LLaMA-Factory streaming 训练卡在第一个step

Reminder

[x] I have read the above rules and searched the existing issues.

System Info

我用15w规模的视频数据集训练qwenvl2.5-7b，因为处理太久采用streaming加载数据，现在卡在第一个step.

Reproduction

Put your message here.

Others

No response

Mar 12 '25 03:03 zfr00

dataset设置为### dataset dataset: structured_training_data # video: mllm_video_demo buffer_size: 128 preprocessing_batch_size: 64 streaming: true accelerator_config: dispatch_batches: false max_steps: 4000 template: qwen2_vl

Mar 12 '25 03:03 zfr00

试试 https://github.com/hiyouga/LLaMA-Factory/pull/7530 能不能解决问题在你的yaml里面加上

dataset_shards: 16
dataloader_num_workers: 16

把16换成你的cpu数量除以gpu数量

Mar 29 '25 11:03 aliencaocao

试试 #7530 能不能解决问题在你的yaml里面加上
dataset_shards: 16
dataloader_num_workers: 16
把16换成你的cpu数量除以gpu数量

我尝试了添加 'dataset_shards' 和 'dataloader_num_workers' 参数，但是会报 'dataset_shards' 无法解析的错误。我的qwen2_5vl_lora_sft.yaml文件配置为：

model

model_name_or_path: /root/autodl-tmp/weights/Qwen2.5-VL-7B-Instruct trust_remote_code: true

method

stage: sft do_train: true finetuning_type: lora lora_rank: 16 lora_alpha: 16 lora_dropout: 0.1 lora_target: all rope_scaling: yarn flash_attn: auto

dataset

dataset: mydata buffer_size: 128 preprocessing_batch_size: 128 template: qwen2_vl cutoff_len: 16384 streaming: true accelerator_config: dispatch_batches: false dataset_shards: 10 dataloader_num_workers: 10 overwrite_cache: true

train

per_device_train_batch_size: 1 gradient_accumulation_steps: 1 learning_rate: 5e-5 max_steps: 1000 lr_scheduler_type: cosine max_grad_norm: 8.0 warmup_steps: 0 packing: false bf16: true optim: adamw_torch include_num_input_tokens_seen: true

output

output_dir: saves/Qwen2.5-VL-7B-Instruct/lora/train_2025-03-30-13-03-57 report_to: none plot_loss: true logging_steps: 50 save_steps: 500 ddp_timeout: 180000000

Mar 30 '25 07:03 cui0711

我同样是需要处理较大的多模态数据集（单条数据包含20张图片，约7000条数据），不开启streaming会报CUDA OOM，开启后会卡在数据加载的阶段。

Mar 30 '25 07:03 cui0711

你有checkout我的commit吗用github cli 在项目目录下运行gh pr checkout 7530

Mar 30 '25 07:03 aliencaocao

你有checkout我的commit吗用github cli 在项目目录下运行gh pr checkout 7530

谢谢，之前的问题解决了，但是现在即使开启了streaming，仍然会报显存溢出的错误。

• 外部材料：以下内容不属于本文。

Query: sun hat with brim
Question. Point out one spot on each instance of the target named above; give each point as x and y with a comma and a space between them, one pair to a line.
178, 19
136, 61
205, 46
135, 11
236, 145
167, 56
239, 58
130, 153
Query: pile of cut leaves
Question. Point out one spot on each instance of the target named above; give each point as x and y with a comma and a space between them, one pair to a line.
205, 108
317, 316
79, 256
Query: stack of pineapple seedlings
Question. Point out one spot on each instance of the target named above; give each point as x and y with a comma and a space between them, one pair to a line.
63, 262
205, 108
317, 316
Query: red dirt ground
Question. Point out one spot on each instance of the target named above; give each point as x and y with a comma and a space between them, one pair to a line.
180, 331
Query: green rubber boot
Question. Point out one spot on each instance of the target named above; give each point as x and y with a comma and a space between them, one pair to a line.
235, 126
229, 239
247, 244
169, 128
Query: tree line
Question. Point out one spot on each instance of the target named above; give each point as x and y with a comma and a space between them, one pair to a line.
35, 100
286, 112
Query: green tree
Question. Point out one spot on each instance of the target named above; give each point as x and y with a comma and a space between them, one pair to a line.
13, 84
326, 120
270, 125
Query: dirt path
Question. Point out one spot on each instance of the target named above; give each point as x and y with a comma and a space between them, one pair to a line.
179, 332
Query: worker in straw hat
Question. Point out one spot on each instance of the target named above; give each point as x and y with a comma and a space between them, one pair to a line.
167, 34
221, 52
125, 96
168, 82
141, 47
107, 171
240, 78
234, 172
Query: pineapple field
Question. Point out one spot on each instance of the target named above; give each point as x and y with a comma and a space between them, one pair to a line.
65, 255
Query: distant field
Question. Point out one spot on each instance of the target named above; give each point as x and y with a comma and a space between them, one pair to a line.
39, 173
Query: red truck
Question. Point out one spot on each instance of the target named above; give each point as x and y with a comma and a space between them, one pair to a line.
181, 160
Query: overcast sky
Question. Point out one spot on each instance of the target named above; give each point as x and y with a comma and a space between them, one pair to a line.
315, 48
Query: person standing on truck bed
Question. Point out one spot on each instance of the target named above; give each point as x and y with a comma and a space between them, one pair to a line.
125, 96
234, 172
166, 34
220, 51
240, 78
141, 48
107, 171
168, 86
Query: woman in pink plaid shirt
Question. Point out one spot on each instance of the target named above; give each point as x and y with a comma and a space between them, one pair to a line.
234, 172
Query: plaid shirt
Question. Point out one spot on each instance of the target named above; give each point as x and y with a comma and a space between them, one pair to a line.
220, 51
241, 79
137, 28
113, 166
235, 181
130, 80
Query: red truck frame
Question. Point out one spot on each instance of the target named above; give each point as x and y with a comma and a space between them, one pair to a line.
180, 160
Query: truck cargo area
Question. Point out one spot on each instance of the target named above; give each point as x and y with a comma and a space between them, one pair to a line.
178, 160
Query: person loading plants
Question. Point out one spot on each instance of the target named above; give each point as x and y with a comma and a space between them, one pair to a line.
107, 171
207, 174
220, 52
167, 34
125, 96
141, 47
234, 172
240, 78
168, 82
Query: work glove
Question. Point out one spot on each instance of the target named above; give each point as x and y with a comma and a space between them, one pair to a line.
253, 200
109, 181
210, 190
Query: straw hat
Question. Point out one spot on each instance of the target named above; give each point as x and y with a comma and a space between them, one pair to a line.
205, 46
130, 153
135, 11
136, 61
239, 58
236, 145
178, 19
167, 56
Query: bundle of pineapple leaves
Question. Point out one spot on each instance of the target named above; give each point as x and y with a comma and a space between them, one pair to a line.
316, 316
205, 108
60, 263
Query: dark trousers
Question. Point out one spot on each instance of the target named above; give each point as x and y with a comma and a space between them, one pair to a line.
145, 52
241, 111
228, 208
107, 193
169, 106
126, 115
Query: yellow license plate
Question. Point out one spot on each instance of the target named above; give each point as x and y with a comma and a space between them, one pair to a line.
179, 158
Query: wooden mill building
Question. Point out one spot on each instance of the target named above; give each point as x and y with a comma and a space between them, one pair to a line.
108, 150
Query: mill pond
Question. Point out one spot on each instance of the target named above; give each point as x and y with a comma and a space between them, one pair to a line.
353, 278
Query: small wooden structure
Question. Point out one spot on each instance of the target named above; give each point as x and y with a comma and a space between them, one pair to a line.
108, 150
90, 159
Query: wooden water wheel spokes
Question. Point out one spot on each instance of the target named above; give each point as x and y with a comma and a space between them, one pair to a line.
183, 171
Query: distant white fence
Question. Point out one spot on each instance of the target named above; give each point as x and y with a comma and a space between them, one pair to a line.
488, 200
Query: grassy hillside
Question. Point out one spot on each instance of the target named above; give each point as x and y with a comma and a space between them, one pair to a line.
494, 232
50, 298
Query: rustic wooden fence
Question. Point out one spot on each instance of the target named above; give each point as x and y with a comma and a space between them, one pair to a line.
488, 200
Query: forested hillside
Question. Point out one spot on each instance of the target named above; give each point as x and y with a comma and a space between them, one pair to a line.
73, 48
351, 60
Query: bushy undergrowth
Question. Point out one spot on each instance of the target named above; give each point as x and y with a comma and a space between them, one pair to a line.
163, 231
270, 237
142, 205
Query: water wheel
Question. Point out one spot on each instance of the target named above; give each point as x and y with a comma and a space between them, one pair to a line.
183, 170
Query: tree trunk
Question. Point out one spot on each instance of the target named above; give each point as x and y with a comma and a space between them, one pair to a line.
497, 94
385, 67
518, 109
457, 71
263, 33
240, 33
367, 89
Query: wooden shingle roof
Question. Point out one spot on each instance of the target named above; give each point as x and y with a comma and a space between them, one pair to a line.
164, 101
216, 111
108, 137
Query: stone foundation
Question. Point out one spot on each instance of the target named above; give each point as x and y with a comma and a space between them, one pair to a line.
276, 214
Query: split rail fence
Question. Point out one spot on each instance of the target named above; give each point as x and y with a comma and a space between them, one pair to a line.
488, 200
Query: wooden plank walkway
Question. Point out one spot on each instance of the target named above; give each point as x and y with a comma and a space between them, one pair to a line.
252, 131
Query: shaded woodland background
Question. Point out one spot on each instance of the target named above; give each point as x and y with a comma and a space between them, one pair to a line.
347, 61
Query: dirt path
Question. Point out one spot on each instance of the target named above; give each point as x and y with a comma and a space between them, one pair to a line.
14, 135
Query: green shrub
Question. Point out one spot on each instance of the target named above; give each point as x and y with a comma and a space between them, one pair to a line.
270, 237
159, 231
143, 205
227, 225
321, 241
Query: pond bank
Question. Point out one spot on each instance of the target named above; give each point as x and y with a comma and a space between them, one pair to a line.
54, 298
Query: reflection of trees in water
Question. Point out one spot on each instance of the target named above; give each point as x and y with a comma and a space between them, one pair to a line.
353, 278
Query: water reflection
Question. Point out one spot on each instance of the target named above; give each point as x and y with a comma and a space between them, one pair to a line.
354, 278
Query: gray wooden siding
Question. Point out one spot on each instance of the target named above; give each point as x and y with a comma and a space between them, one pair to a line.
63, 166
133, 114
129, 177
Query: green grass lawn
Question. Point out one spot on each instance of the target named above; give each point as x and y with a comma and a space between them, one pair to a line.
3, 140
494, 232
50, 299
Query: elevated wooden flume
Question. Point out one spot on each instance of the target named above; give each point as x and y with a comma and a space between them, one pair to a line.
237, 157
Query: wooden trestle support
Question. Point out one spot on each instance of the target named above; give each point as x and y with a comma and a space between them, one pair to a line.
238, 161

问题可能出在哪呢？是因为数据集中图片太多了吗？每张图片尺寸为800x600.

Mar 30 '25 08:03 cui0711

你的batch size太大了，这和streaming与否没关系。我的pr解决的是卡第一个step1的问题

Mar 30 '25 08:03 aliencaocao

你要把cutoff_len缩小试试，到4096

Mar 30 '25 08:03 aliencaocao

你要把cutoff_len缩小试试，到4096

感谢！但是我缩小cutoff_len就会遇到超过最大输入token数量的问题，我只能尝试加大cutoff_len. 但是加大后就会CUDA OOM.

Mar 30 '25 09:03 cui0711

请问有什么解决办法吗？

Mar 30 '25 09:03 cui0711

我使用的是2*A800(80G), 但是每次加载完模型，每张卡各占用32G左右显存后就会报OOM错误，显存使用量远未达到80G。

Mar 30 '25 09:03 cui0711

你的单卡显存就是不够那么大的context length，缩小后超过最大token是个常见的妥协。要不然你就试试qlora，但是会更慢

Mar 30 '25 10:03 aliencaocao

同样的数据之前用LLaVA-NeXT-7B和他们官方的代码微调时显存不存在问题，但是总是爆内存，尤其是在保存检查点的时候。然后我来试一下LLamA-Factory，又开始爆显存，有点头疼了，哈哈哈

Mar 30 '25 10:03 cui0711

这个应该和OP不是一个问题了

Mar 30 '25 10:03 aliencaocao

试试 #7530 能不能解决问题在你的yaml里面加上
dataset_shards: 16
dataloader_num_workers: 16
把16换成你的cpu数量除以gpu数量

我改成这个设置以后还还会卡在第一个step。

Apr 02 '25 02:04 xiaolan98

在取一个batch的时候，会处理远超一个batch对应的data

Apr 02 '25 02:04 xiaolan98

在取一个batch的时候，会处理远超一个batch对应的data

你的buffer_size和preprocessing_batch_size设的是什么？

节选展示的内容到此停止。